Alex Lucitante dit avoir lui-même été « directement menacé » pour « avoir rendu public un cas d’activité illégale sur le territoire de sa communauté ». « J’ai dû parler haut et fort pour éviter de graves problèmes entre mon peuple et ces gens ».
« Je n’ai jamais participé à une COP de cette importance », confie-t-il. Mais de toutes les COP déjà tenues, « en réalité nous n’avons pas vraiment vu de changements significatifs », déplore-t-il.
« Nous souhaiterions une COP plus participative, plus inclusive pour les peuples indigènes. Que nos représentants prennent part aux réunions où se prennent les décisions les plus importantes », plaide-t-il encore.
« Les gouvernements affirment dans ces réunions défendre les droits des indigènes et de la nature. Mais en réalité dans nos territoires, rien de tout cela ne se voit », accuse le militant. « Au contraire, parfois ce sont ces mêmes gouvernements qui promeuvent la destruction de la biodiversité, en accordant et négociant des concessions pétrolières et minières. Tout en persécutant les indigènes ».
« Retour du jaguar »
Il souhaite que cette COP « soit l’opportunité de faire connaître (…) les réalités et les menaces auxquelles » les indigènes sont confrontés.
« Trop souvent les aides allouées à la protection de la biodiversité restent en ville et n’arrivent jamais jusqu’à nos communautés. Là pourtant où nous luttons contre ceux qui attentent à la vie, aux rivières, aux forêts… »

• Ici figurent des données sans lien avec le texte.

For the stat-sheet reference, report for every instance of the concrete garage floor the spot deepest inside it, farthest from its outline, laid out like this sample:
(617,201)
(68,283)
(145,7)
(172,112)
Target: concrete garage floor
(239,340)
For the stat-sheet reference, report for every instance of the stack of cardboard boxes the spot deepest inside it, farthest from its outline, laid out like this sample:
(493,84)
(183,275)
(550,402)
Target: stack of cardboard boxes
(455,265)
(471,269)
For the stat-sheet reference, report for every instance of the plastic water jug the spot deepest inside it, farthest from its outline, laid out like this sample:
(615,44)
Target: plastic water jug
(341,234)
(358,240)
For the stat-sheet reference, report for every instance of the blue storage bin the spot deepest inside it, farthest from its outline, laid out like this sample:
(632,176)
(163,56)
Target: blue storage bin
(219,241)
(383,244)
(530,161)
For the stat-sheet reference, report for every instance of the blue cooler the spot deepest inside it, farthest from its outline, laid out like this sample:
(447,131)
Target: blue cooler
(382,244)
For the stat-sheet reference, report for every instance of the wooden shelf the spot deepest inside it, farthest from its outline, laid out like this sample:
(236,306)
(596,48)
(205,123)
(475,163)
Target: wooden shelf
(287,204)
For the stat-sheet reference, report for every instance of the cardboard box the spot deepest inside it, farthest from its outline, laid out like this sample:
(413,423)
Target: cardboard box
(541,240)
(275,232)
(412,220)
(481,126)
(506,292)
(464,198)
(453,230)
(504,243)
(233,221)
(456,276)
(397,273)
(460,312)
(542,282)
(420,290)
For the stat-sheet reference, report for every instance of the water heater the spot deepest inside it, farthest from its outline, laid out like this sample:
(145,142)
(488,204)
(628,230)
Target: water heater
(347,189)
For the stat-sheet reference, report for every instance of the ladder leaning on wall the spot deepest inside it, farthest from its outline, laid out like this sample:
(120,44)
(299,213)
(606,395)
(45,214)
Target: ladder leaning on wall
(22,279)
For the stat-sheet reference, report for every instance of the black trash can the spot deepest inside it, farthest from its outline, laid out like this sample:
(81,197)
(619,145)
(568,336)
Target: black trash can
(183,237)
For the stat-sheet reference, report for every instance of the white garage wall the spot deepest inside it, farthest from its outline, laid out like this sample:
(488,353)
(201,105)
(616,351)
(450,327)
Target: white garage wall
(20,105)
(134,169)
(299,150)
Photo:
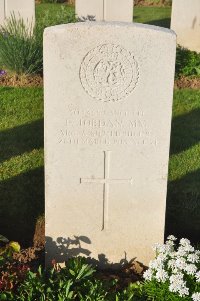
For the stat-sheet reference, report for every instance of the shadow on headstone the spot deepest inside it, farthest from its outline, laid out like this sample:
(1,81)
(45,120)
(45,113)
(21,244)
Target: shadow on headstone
(87,18)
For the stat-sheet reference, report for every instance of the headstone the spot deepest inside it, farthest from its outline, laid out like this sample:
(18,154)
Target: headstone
(24,9)
(90,9)
(105,10)
(2,11)
(108,104)
(185,22)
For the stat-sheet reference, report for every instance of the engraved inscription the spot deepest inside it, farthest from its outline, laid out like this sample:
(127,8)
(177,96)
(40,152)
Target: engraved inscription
(109,73)
(106,181)
(90,127)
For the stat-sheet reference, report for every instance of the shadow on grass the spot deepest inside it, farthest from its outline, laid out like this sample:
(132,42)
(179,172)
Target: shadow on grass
(162,22)
(185,131)
(183,207)
(64,248)
(22,201)
(21,139)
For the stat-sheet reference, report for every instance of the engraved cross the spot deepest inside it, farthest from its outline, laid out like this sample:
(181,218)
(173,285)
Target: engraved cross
(106,181)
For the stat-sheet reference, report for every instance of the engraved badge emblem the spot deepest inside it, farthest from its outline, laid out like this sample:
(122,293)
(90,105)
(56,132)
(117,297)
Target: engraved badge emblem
(109,73)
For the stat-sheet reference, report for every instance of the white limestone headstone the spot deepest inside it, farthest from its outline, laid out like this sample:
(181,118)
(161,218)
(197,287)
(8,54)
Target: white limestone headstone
(105,10)
(24,9)
(108,105)
(185,22)
(2,11)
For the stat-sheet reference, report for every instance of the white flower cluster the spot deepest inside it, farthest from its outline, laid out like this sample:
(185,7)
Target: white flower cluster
(176,266)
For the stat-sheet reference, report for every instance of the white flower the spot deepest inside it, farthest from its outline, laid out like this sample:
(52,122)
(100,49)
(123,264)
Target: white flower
(171,237)
(184,242)
(184,291)
(191,269)
(155,264)
(180,263)
(162,275)
(148,275)
(196,297)
(198,276)
(194,258)
(185,246)
(178,285)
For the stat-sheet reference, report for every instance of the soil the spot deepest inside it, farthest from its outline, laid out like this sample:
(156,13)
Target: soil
(34,256)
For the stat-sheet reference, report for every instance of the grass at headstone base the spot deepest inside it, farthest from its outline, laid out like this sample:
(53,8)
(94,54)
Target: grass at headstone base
(21,164)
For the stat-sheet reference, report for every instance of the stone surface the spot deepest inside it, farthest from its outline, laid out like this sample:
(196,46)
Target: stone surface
(90,8)
(118,10)
(108,104)
(105,10)
(20,8)
(185,22)
(2,11)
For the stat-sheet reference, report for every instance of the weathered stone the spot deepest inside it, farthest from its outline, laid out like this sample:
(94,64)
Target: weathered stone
(108,104)
(185,22)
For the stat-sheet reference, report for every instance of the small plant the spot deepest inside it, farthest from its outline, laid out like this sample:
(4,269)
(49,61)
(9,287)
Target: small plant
(175,273)
(20,50)
(7,250)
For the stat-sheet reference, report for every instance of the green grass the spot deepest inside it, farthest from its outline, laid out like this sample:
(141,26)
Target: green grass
(52,9)
(159,16)
(21,163)
(183,201)
(21,151)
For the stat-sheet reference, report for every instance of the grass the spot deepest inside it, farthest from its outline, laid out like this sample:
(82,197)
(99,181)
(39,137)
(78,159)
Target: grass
(21,151)
(21,163)
(159,16)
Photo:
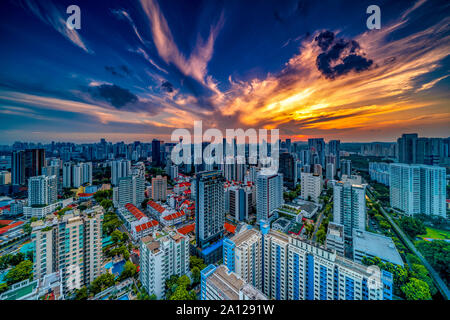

Ses comptes sur les réseaux sociaux racontent l’histoire de son combat aux côtés des autres communautés indigènes. Ils sont aussi une ode à la vie, à la nature, une incitation à écouter la « sagesse des aînés » et les secrets de la « médecine sacrée », la plante hallucinogène d’ayahuasca dont certains peuples amazoniens -les Cofan en particulier- font grand usage.
Alex est également un compositeur et guitariste confirmé. Ses mélodies, chantées lors des cérémonies nocturnes d’ayahuasca, louent « la terre et le ciel, la pêche, la chasse, les jours remplis d’abondances », la « force des plantes sacrées ». Et partout où l’homme et la nature le permettront, le « retour du jaguar ».